Ainsi qu’il a été exposé dans notre précédent bulletin, l’existence d’une procédure pénale peut entraîner un allongement du délai de reprise de l’administration fiscale. À ce titre, l’article L. 188 C du LPF permet à l’administration de voir son délai de reprise allongé jusqu’à 10 ans en cas de révélation, par une procédure judiciaire, d’une omission ou insuffisance de déclaration.

Ce terme de procédure judiciaire a été substitué à la restrictive notion d’instance devant les tribunaux par la Loi de finances rectificative pour 2015.

Dans un arrêt rendu le 5 février dernier, le Conseil d’État a précisé les contours de cette nouvelle notion de procédure judiciaire en précisant qu’une enquête préliminaire ou de flagrance, ainsi que l’examen des poursuites par le parquet entrent dans cette qualification.

En l’espèce, à la suite d’une vérification de comptabilité, l’administration fiscale a, en 2017, notifié à une société des rectifications, notamment en matière d’IS, portant sur les exercices clos en 2014 et 2015, mais aussi sur ceux des années 2006 à 2013, pourtant normalement prescrites.
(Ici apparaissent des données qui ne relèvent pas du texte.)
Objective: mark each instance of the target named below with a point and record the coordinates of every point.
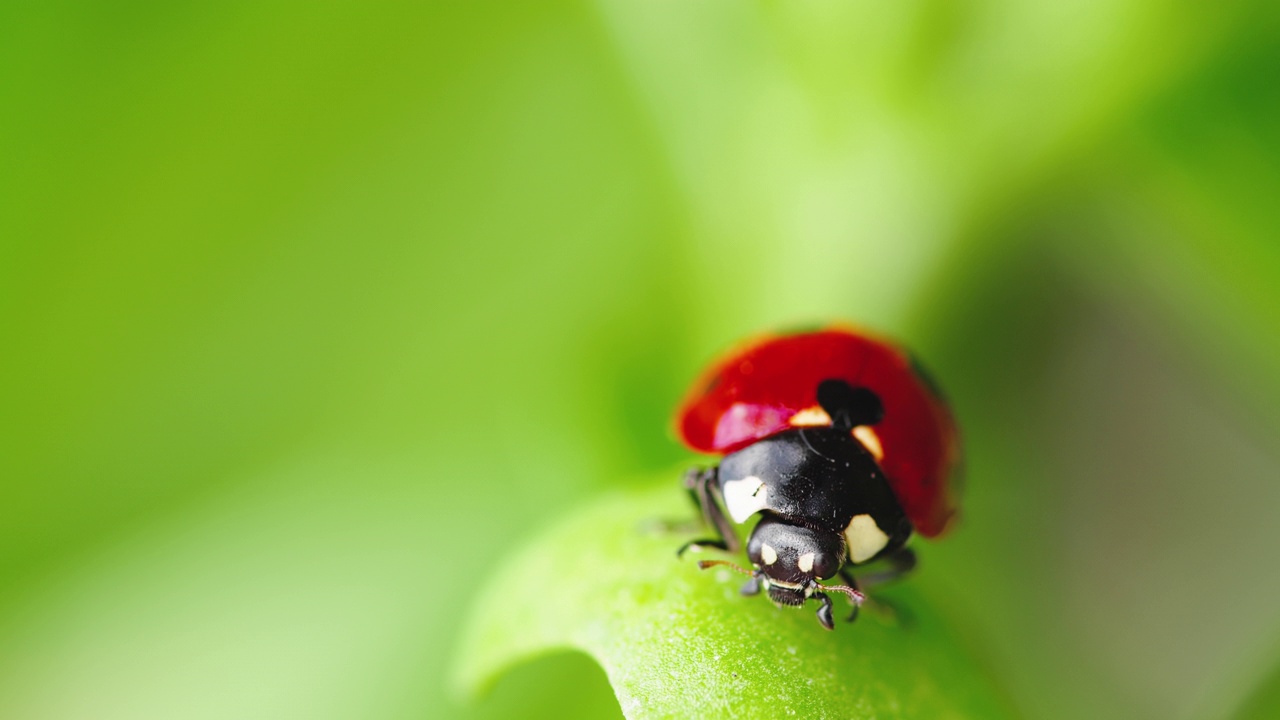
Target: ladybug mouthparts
(785, 595)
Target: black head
(792, 557)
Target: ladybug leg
(824, 611)
(702, 486)
(851, 582)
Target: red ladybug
(839, 441)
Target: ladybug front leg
(851, 582)
(703, 488)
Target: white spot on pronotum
(810, 418)
(864, 538)
(805, 563)
(768, 555)
(745, 497)
(871, 441)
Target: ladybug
(839, 442)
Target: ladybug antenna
(705, 564)
(849, 406)
(854, 596)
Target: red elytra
(759, 388)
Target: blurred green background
(311, 311)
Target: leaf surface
(677, 642)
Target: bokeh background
(311, 311)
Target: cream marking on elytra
(871, 441)
(810, 418)
(864, 538)
(768, 555)
(745, 497)
(805, 563)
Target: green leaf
(677, 642)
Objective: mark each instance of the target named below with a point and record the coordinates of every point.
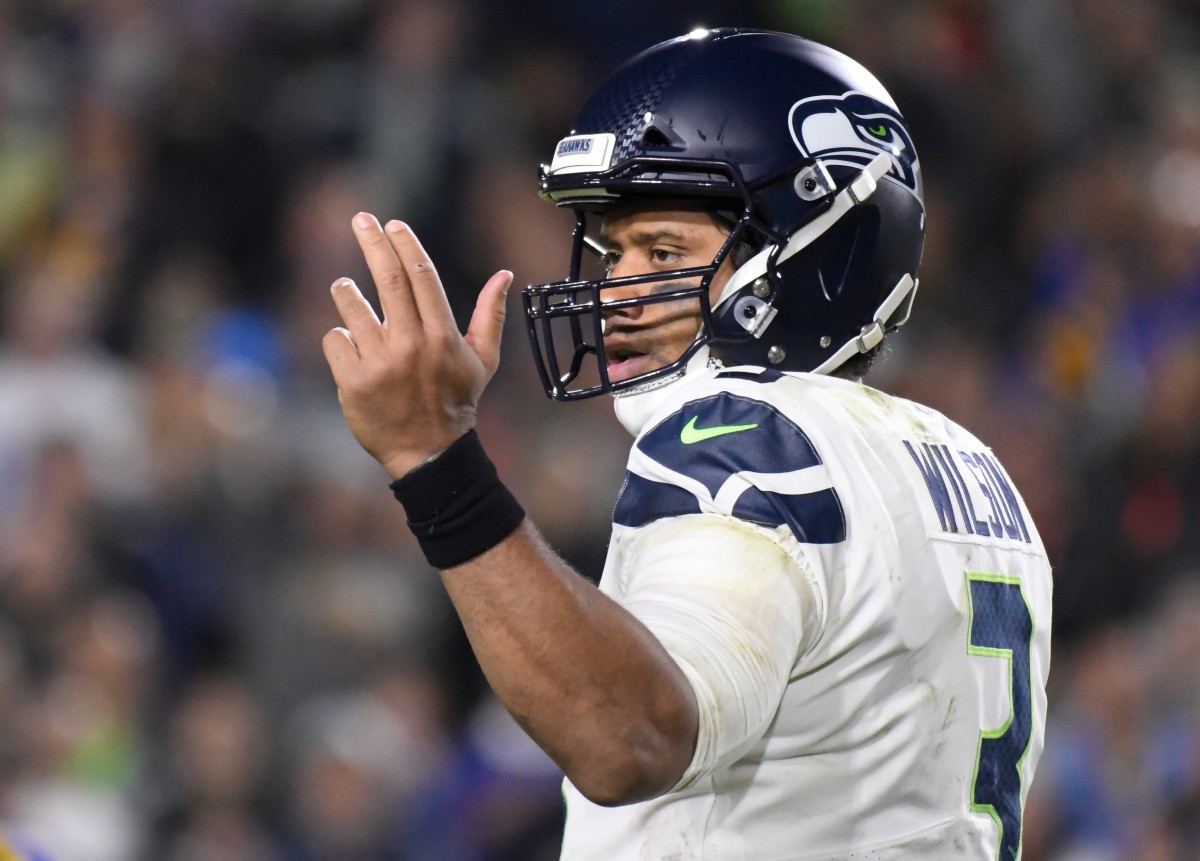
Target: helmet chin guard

Elle se fondait pour ce faire sur l’article L. 188 C du LPF et sur des procès-verbaux d’auditions de l’ancien dirigeant contenus dans un bulletin de signalement de gendarmerie de 2016 faisant état de marges arrières non déclarées.

Après une vaine réclamation devant le TA de Montpellier, la CAA de Toulouse a prononcé la décharge des redressements et pénalités au titre des exercices clos de 2006 à 2013 au motif que lors de la réception du bulletin de la gendarmerie, aucune instance devant les juridictions répressives n’était encore ouverte.

Ce raisonnement s’ancrait dans une jurisprudence établie sous l’empire de l’ancienne rédaction de l’article L. 188 C du LPF, laquelle avait circonscrit la notion d’instance en considérant que « seul l’engagement de poursuites doit être regardé comme ouvrant l’instance », à l’exception donc de l’ouverture d’une enquête préliminaire et de l’examen des poursuites par le ministère public (CE, 30 décembre 2014, n° 371652).

La Cour administrative d’appel a été censurée par le Conseil d’État qui, s’appuyant directement sur les travaux préparatoires de la Loi de finances rectificative pour 2015, a pris acte de la volonté du législateur, affirmant que ce dernier avait entendu étendre l’application du délai spécial de reprise « aux cas dans lesquels la révélation d’omissions ou insuffisances d’imposition intervient avant même l’ouverture d’une instance devant les tribunaux répressifs, dans le cadre d’une procédure judiciaire telle qu’une enquête préliminaire, une enquête de flagrance ou lors de l’examen des poursuites par le ministère public ».

Si ce revirement apparaît peu surprenant au regard de l’intention clairement exprimée par le législateur au travers de la modification législative, le risque que l’administration contourne les règles de prescription est désormais patent. Il n’est pas exclu qu’elle provoque l’ouverture d’une enquête en déposant une plainte, dans l’unique but de se placer sous le régime de l’article L. 188 C et de bénéficier ainsi d’un allongement du délai de reprise…

CE, 9ème et 10ème chambres réunies, 5 février 2025, n° 487980.